Ski home prices get a lift uphill

Photo credit: KitLKat

The average value of ski homes around the world rose 4.6 per cent in the year to June, outperforming luxury homes in many locations, according to the consultants’ latest prime ski property index.

The report, which tracks ski property in 18 resorts, shows values grew 4.6 per cent, marking a strong upward trajectory compared to the 0.9 per cent fall year-on-year recorded in June 2012. Ski property prices are now 11.9 per cent higher than the record low recorded in the second quarter of 2009.

The prices are being pushed up by rising demand from wealthy investors, who are competing for a limiting supply of real estate. The property’s lifestyle advantages and potential for further capital growth continues to attract investors. Indeed, in South Lake Tahoe and Queenstown (New Zealand), prices rose by a staggering average of 20.9 per cent and 18.6 per cent respectively annually.

In past years, Swiss resorts have dominated the Knight Frank rankings, ahead of the French Alps and, further down the table, North American and Russian resorts. Now, though, the rankings are for more evenly distributed, with Zermatt and Davos enjoying the strongest annual price growth, closely followed by France’s Morzine and Chamonix, where values jumped 8.5 per cent and 8 per cent respectively.
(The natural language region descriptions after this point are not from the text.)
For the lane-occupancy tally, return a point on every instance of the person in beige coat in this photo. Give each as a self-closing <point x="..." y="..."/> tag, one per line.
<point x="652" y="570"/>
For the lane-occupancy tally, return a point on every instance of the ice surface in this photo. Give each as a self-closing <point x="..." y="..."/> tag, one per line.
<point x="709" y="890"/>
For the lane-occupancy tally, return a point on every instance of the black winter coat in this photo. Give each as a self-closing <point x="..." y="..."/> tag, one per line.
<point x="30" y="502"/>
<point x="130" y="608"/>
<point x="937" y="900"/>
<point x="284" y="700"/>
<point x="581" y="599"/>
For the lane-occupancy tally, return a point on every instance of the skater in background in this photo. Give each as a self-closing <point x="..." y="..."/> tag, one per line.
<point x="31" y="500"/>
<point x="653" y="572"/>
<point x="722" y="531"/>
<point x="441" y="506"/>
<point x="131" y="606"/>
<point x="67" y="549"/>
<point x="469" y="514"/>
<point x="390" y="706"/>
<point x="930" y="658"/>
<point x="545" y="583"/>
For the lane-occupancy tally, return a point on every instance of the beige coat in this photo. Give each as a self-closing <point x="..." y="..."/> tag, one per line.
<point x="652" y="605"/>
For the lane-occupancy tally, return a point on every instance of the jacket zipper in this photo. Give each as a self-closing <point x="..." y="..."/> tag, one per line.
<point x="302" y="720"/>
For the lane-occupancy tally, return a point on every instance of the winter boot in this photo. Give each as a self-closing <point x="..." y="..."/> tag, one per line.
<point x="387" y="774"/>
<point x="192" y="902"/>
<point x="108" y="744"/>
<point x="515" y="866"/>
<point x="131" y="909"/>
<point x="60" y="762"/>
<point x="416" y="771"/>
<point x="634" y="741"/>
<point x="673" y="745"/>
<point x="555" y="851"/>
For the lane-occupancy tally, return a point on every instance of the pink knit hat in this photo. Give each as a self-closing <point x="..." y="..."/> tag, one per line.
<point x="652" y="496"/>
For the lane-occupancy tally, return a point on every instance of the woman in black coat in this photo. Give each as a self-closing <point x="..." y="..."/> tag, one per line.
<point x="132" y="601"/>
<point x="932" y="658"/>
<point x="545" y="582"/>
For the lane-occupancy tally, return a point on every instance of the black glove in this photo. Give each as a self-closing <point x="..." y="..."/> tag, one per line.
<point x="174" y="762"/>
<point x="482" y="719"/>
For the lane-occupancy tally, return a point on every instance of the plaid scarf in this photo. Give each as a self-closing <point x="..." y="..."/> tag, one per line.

Despite this growth, though, sales have slowed slightly, partially due to the limited stock levels.

“Ski property owners are usually discretionary sellers with no pressing need to sell unless the ‘right’ price is achieved,” explains Kate Everett-Allen of Knight Frank’s International Residential Research.

“We expect sales activity to improve during the 2013/14 season as interest in ski homes spreads beyond Europe and North America to emerging centres of wealth.”